Please review your runner's diet and consider using a Vitamin D and Calcium supplement to achieve a daily intake of 600 units of Vitamin D and 1300mg of calcium. It's going to be tough to reach these levels through diet alone.
Additionally starting menstruation late and/or any missed menstrual cycles are big risks for current stress fractures and osteoporosis in the future and need to be taken seriously and discussed with their doctor and/or coach. Careful attention to adequate nutrition (weight loss is always a concern in youth runners) and adequate recovery (sleep, stress reduction, nutrition again) need to be given to these.
A second big risk to runners is iron deficiency. Iron is involved in nearly all of the oxygen transporting and utilization reactions from the lungs to the muscles and mitochondria. Without adequate iron stores we can't utilize oxygen fully, our adaptation to hard training is incomplete or absent. Without enough iron we're not getting the benefits of training. Iron stores should be checked annually in most runners and twice per year in anyone with risks for low iron. Doctors need to check a ferritin level which reflects total body iron stores. A normal hemoglobin and hematocrit is not enough to insure proper iron stores for a runner. (And many doctors don't know this.)
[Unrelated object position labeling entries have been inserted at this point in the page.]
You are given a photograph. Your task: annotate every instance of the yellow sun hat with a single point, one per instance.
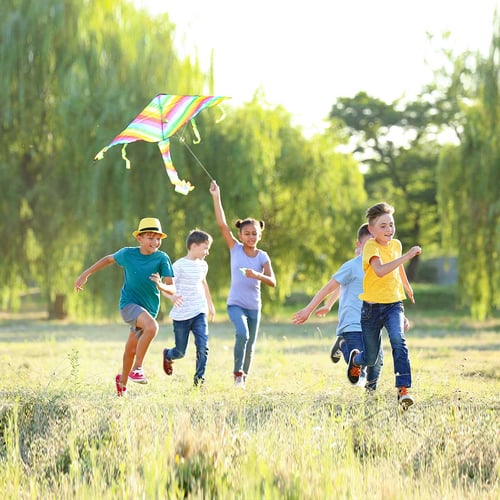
(149, 225)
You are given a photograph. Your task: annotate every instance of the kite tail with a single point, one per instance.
(100, 155)
(124, 156)
(181, 186)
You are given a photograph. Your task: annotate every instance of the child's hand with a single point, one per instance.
(79, 283)
(156, 278)
(214, 189)
(406, 324)
(414, 251)
(300, 317)
(176, 300)
(321, 312)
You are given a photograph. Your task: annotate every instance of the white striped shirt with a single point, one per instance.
(188, 278)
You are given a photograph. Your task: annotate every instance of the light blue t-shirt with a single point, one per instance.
(350, 276)
(137, 287)
(245, 292)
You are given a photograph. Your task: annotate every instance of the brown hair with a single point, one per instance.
(241, 223)
(377, 210)
(363, 231)
(197, 236)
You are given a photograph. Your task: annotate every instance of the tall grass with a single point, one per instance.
(299, 430)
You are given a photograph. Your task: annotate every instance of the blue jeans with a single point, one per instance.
(199, 326)
(354, 340)
(391, 316)
(246, 325)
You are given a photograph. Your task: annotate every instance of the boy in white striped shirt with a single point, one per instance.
(190, 277)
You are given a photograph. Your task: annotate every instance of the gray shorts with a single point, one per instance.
(130, 313)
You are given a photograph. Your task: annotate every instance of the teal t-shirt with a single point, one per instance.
(137, 287)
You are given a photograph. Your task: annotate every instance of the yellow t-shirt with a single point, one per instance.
(389, 288)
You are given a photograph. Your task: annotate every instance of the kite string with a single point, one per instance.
(183, 141)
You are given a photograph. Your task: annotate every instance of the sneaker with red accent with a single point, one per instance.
(168, 364)
(336, 353)
(239, 380)
(121, 390)
(353, 370)
(404, 399)
(138, 376)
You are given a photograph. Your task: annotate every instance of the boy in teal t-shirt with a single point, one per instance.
(147, 271)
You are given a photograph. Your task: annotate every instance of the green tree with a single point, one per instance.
(396, 146)
(469, 180)
(73, 73)
(306, 192)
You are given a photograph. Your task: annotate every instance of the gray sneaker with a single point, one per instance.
(336, 353)
(404, 399)
(353, 370)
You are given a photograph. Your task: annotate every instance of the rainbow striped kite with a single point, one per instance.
(157, 122)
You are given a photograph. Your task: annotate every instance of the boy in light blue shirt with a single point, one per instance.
(346, 284)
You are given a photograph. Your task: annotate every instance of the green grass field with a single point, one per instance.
(299, 430)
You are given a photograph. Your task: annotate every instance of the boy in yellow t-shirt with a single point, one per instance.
(384, 288)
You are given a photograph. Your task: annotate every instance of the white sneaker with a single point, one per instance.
(362, 380)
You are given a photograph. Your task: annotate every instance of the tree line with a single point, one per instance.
(75, 73)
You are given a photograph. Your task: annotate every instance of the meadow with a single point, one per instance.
(298, 431)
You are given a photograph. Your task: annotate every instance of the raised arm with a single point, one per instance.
(100, 264)
(383, 269)
(303, 315)
(220, 216)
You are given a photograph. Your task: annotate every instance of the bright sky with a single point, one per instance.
(304, 55)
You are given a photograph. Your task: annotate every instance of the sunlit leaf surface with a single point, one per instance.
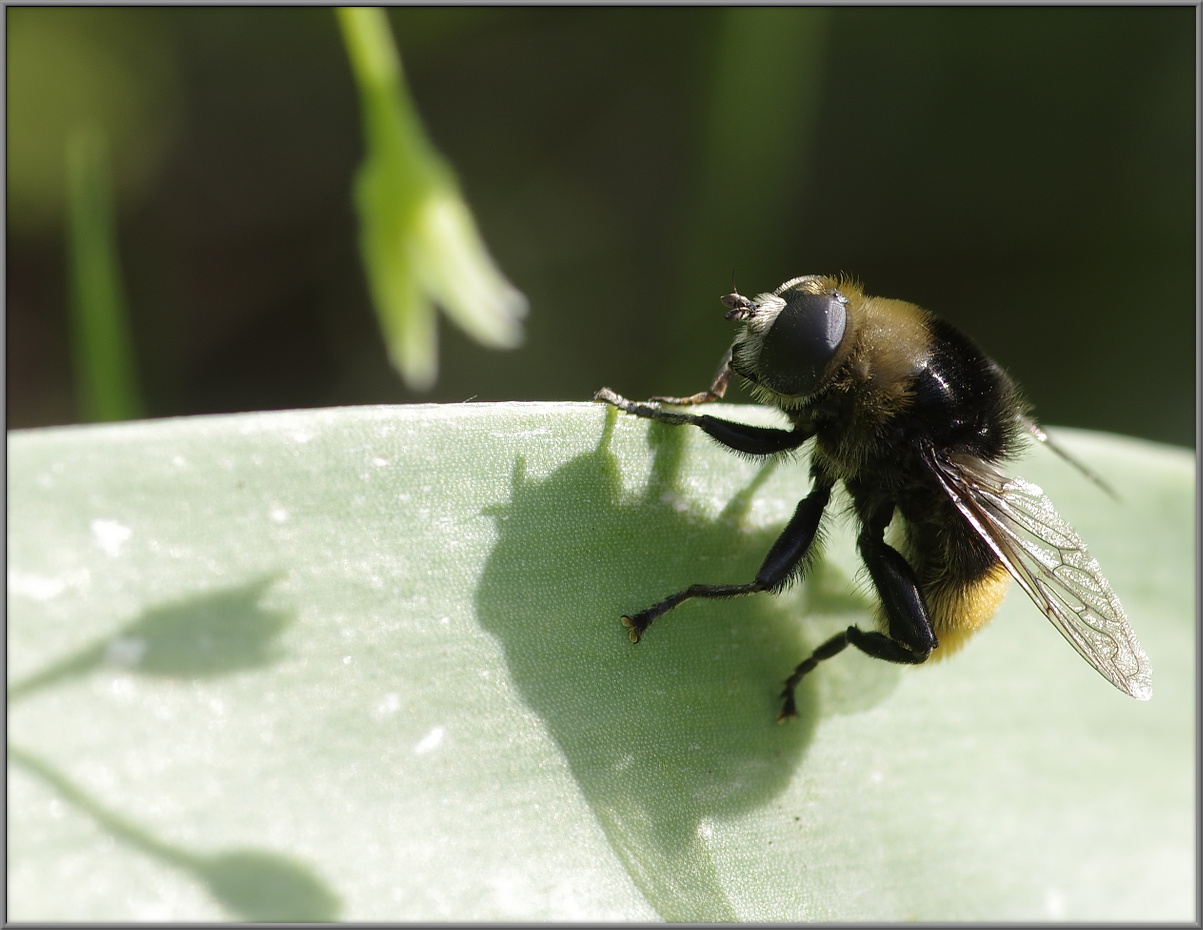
(366, 664)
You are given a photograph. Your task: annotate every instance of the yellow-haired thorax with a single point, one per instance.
(873, 378)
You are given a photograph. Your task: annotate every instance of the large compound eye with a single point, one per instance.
(801, 342)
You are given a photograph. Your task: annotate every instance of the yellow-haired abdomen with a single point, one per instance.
(959, 609)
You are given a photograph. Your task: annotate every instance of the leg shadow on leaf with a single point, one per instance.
(673, 735)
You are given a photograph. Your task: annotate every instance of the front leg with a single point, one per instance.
(716, 391)
(740, 437)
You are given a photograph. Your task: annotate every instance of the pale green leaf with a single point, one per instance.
(366, 664)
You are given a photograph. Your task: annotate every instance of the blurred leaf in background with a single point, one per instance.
(419, 240)
(1020, 171)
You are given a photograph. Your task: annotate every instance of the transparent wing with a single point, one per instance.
(1050, 563)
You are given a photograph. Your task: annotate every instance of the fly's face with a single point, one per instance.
(790, 338)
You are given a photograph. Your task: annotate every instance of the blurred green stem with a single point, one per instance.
(105, 371)
(418, 237)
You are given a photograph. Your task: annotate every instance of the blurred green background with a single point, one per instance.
(1027, 173)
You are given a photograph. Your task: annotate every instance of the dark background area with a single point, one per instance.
(1027, 173)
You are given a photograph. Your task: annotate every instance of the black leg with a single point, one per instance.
(740, 437)
(911, 638)
(783, 562)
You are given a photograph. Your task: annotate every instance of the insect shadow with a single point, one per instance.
(669, 736)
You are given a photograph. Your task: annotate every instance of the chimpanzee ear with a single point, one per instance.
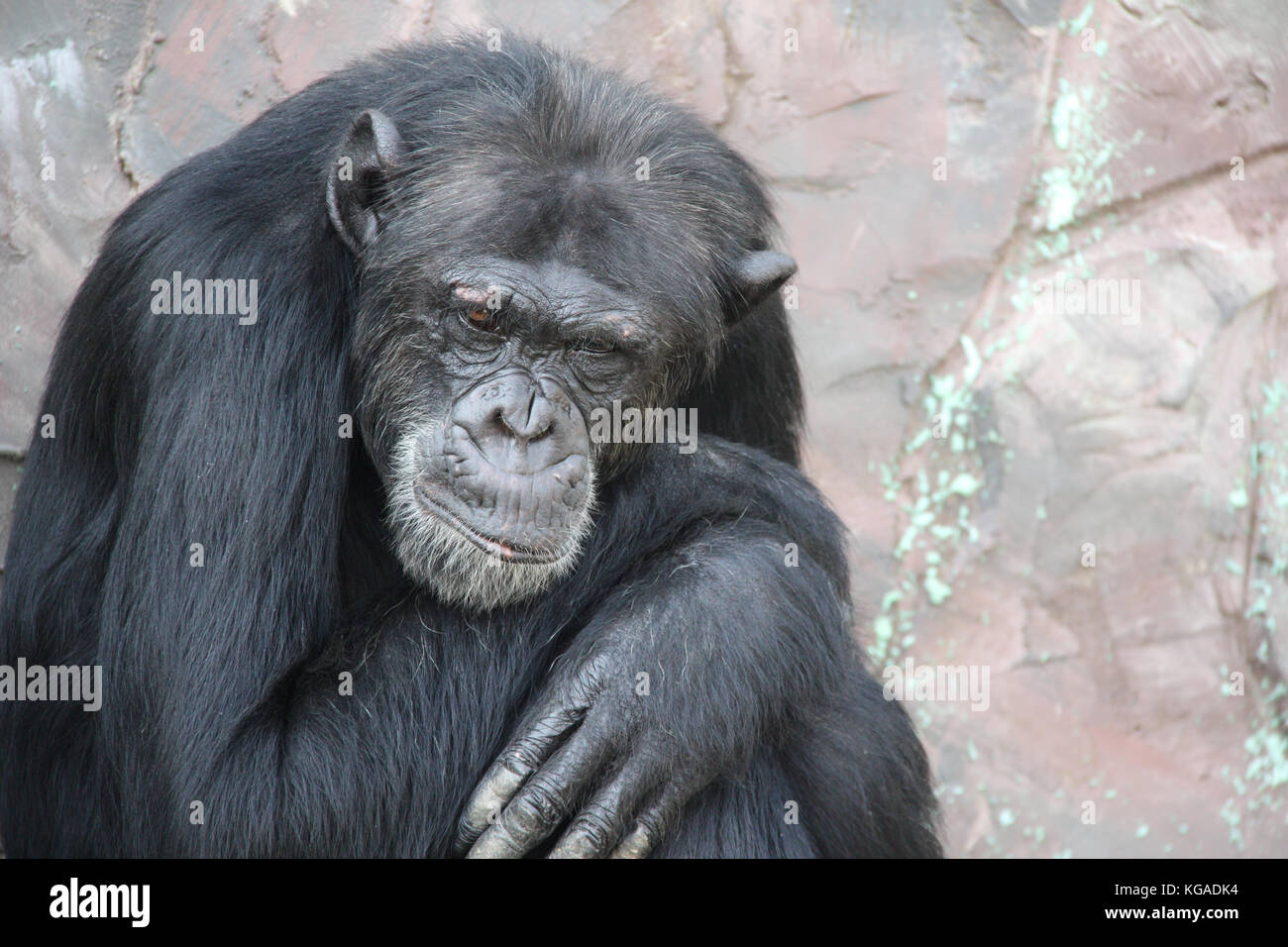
(758, 274)
(359, 176)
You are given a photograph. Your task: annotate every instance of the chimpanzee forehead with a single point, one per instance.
(548, 286)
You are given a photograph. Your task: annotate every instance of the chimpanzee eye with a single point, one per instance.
(482, 320)
(597, 347)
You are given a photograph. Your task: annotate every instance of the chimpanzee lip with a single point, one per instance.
(507, 552)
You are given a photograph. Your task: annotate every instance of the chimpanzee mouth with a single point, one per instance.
(506, 552)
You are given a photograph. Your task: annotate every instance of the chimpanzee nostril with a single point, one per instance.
(519, 424)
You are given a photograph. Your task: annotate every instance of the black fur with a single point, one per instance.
(220, 682)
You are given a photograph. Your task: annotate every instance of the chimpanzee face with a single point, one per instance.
(500, 307)
(476, 405)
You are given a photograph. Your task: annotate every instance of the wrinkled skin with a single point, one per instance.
(498, 467)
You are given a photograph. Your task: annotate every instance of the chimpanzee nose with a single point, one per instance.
(520, 423)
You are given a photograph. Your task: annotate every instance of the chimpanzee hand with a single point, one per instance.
(589, 750)
(678, 680)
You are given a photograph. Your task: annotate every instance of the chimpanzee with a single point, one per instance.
(339, 497)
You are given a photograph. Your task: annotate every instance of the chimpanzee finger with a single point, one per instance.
(603, 819)
(520, 759)
(545, 800)
(658, 818)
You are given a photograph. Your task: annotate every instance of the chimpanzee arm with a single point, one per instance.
(733, 631)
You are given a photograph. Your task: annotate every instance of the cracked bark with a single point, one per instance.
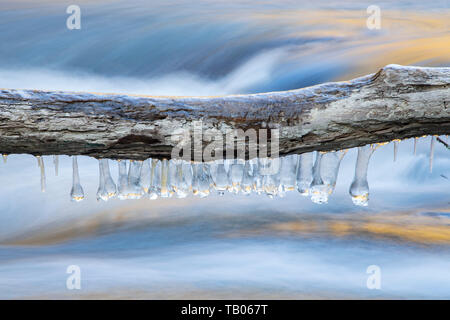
(395, 103)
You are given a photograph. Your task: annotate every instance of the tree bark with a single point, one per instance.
(395, 103)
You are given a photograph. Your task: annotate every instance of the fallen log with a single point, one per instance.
(395, 103)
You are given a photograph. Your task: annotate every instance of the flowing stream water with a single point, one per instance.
(222, 230)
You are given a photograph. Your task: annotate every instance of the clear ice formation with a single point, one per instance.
(312, 174)
(155, 178)
(359, 189)
(76, 193)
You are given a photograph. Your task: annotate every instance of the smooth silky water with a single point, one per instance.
(316, 241)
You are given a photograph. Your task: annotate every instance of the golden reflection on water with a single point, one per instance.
(406, 37)
(410, 226)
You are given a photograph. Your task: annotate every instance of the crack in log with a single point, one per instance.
(397, 102)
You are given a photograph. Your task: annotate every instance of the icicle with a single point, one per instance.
(145, 176)
(415, 145)
(288, 173)
(135, 190)
(431, 153)
(236, 175)
(201, 180)
(359, 189)
(110, 186)
(101, 191)
(183, 178)
(329, 164)
(165, 183)
(270, 178)
(42, 167)
(155, 180)
(318, 192)
(248, 184)
(77, 193)
(122, 180)
(56, 164)
(396, 141)
(220, 178)
(257, 176)
(305, 173)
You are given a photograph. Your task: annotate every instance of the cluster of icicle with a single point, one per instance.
(310, 175)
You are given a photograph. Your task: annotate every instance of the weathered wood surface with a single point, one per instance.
(395, 103)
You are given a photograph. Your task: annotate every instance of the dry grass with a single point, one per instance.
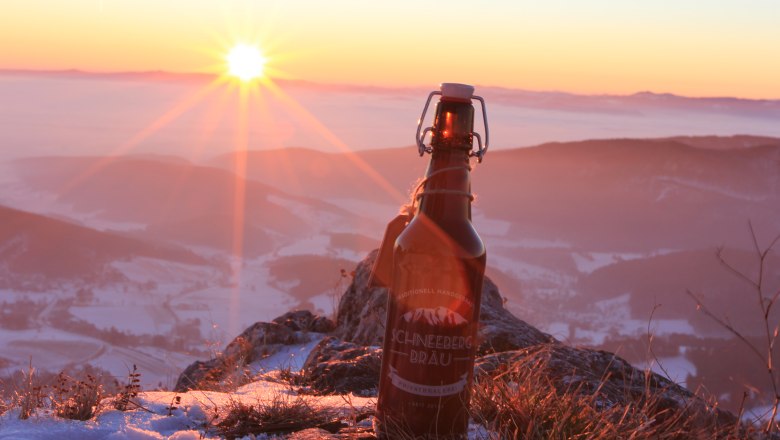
(124, 399)
(523, 403)
(281, 414)
(76, 399)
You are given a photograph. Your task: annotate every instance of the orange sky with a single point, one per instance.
(599, 46)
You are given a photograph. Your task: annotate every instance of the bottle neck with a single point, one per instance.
(446, 194)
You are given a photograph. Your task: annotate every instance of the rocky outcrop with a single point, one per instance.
(510, 350)
(260, 340)
(339, 367)
(362, 309)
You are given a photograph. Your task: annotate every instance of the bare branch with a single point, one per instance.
(726, 325)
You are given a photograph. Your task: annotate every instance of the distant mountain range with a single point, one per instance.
(35, 247)
(617, 194)
(590, 220)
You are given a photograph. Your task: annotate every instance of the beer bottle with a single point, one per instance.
(438, 263)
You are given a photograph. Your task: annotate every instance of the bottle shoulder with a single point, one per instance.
(456, 237)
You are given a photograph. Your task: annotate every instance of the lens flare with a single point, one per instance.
(246, 62)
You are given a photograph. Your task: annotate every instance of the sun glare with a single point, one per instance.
(246, 62)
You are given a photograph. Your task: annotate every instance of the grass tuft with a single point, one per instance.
(280, 414)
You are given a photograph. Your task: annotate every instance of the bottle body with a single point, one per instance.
(438, 263)
(433, 310)
(431, 331)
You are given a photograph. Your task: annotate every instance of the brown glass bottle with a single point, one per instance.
(433, 306)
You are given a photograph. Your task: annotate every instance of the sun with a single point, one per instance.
(246, 62)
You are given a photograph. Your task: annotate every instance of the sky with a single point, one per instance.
(687, 47)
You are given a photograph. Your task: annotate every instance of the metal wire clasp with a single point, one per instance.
(420, 137)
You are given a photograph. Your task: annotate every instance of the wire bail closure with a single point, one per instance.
(421, 134)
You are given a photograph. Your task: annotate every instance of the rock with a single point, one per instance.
(339, 367)
(499, 329)
(260, 340)
(361, 316)
(304, 320)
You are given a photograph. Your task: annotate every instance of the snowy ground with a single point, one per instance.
(158, 418)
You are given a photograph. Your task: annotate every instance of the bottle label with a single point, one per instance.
(427, 390)
(432, 347)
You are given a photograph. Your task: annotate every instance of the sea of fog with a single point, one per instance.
(80, 114)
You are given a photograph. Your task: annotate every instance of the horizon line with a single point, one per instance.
(165, 75)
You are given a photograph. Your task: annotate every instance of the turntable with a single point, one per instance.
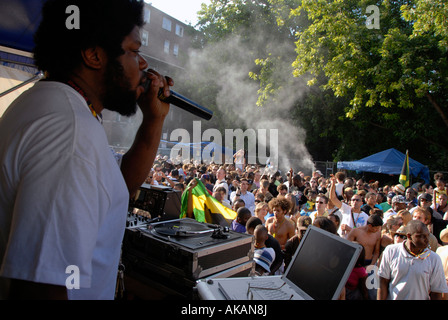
(182, 251)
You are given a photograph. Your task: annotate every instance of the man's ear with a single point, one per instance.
(94, 58)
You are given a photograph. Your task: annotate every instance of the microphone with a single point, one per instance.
(186, 104)
(182, 102)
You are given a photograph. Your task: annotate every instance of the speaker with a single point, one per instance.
(156, 202)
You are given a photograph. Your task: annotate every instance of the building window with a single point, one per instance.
(166, 47)
(144, 38)
(179, 30)
(166, 24)
(147, 15)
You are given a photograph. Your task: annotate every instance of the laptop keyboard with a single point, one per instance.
(267, 290)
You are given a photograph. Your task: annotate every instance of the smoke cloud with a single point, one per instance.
(226, 65)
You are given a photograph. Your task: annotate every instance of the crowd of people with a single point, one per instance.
(408, 225)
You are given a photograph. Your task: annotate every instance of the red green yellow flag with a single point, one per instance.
(404, 176)
(204, 205)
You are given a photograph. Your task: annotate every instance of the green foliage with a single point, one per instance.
(369, 89)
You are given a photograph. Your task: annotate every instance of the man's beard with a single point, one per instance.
(119, 95)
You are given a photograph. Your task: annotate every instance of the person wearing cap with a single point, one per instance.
(321, 207)
(271, 242)
(399, 235)
(388, 203)
(369, 236)
(293, 243)
(243, 193)
(411, 197)
(263, 255)
(398, 203)
(352, 216)
(424, 216)
(409, 270)
(399, 189)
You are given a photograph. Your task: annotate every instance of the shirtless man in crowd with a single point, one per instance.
(279, 226)
(369, 236)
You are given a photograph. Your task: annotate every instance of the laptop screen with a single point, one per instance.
(322, 264)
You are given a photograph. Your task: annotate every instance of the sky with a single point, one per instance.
(183, 10)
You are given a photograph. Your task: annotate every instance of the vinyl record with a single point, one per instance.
(180, 228)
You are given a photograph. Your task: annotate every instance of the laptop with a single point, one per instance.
(318, 270)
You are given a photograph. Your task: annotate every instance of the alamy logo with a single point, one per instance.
(72, 21)
(256, 142)
(373, 21)
(73, 280)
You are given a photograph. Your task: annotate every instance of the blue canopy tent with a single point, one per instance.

Runners lose iron through sweat and possibly through transient poor blood flow to the GI tract causing ischemia and blood loss. Low iron is especially likely in:
--vegetarians or those who eat little red meat
--during times of rapid growth where our intake can't match the body's demand for more
--after menstruation starts when there are significant additional losses.
Here is a link to a letter you can take to your doctor that will help you get the right test done:
Adolescents is a time for growing. Unless an adolescent runner is significantly overweight when they begin a running program any weight loss is bad and signifies:
Inadequate nutrition--their bodies may not be able to recover from the stress of running and adapt to training. They may not have the energy they need to train.
Eating disorders--unfortunately common in both female and male runners, eating disorders are a serious medical problem. They can be life threatening and have long term life consequences. They need to be immediately addressed by medical professionals specializing in their treatment.
--If your adolescent runner is below normal on the growth curve or loses weight you should immediately discuss it with your coach and doctor.
Please spend a few minutes to think these three big issues through and take action for your child's benefit and safety. Based on the best medical evidence most of our runners should be on Vitamin D, Calcium and Iron supplements if testing indicates low stores. We should monitor their weight and growth regularly at home.